Date of Award

Spring 5-2017

Document Type


Degree Name

Doctor of Philosophy (PhD)



First Advisor

Mike Sell, Ph.D.

Second Advisor

Veronica Watson, Ph.D.

Third Advisor

Michael Williamson, Ph.D.


This dissertation has as its object of investigation the similarities between two distinct cultural entities that occurred at roughly the same time: the United States-based Black Arts Movement (BAM) and the career of African writer and political activist Wole Soyinka. These similarities are intriguing because, despite there being no discernible paths of influence, Soyinka and the BAM represent parallel developments concerning four key issues that shaped their effort to destroy the hegemony of white supremacism: (1) critical perspectives on essentialism, (2) commitment to the oppressed, (3) innovative leadership, and (4) use of theatre. My introduction describes the roles these four key issues played in both the U.S. and Africa. Next, it discusses the roles of Black Nationalism in Black literature and literary studies and the usefulness of a Black Aesthetic in the development of a self-loving Black nation. DuBois’s concept of double-consciousness is an essential fact of Black or non-European existence for the BAM and one that also shapes Soyinka’s works, though few have noted this. Chapter One, examines the BAM’s position on the aforementioned critical issues. I will examine what the BAM writers did as a collective in a concerted effort to celebrate and critique Black culture, their commitment to the theatre as both an art form and institution, and their concern with Black essentialism and a critical attitude towards the Harlem Renaissance. Chapter Two, articulates Soyinka’s concern for the same four aforementioned critical issues. For Soyinka, cultural productions must be political; aesthetics cannot be divorced from politics. The artist, first, must make use of Black expressive culture in order to advance a Black Aesthetic. This conception represents the hallmark of Soyinkan theatre.

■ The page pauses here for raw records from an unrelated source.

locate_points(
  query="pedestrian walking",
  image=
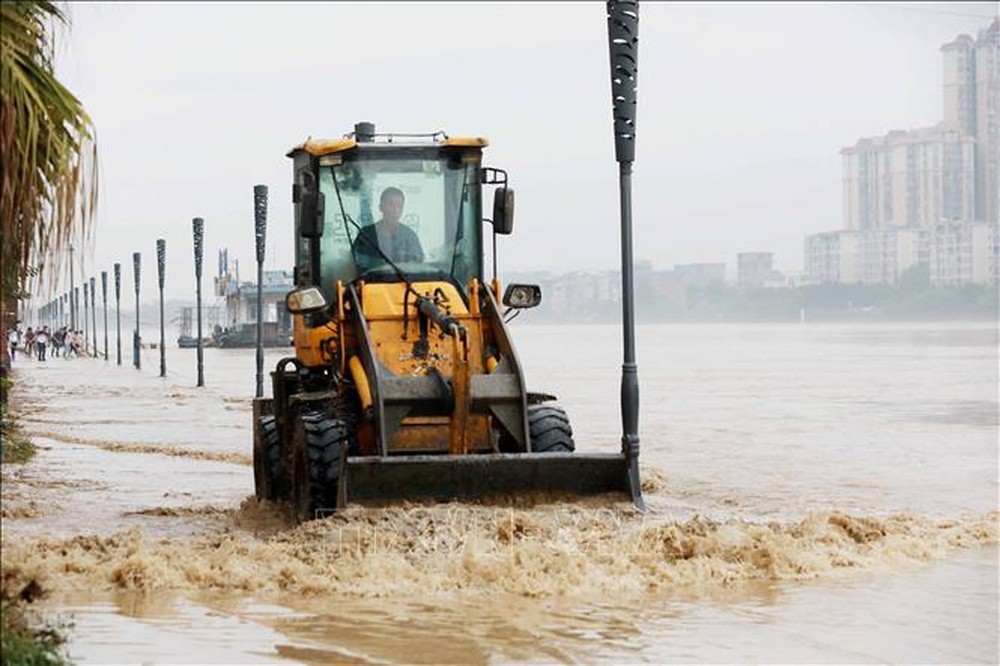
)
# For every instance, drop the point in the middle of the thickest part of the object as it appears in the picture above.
(13, 340)
(41, 341)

In Chapter Three, I compare and contrast the BAM and Soyinka regarding the politics of theatre as popular art, a vision of a just civil society, and the conception of theatre as a people’s art. Key to my comparative analysis is the fact that the BAM focuses on Black urban folk culture, while Soyinka’s plays focus on Yoruban African traditions and myths and a multicultural conception of Blackness.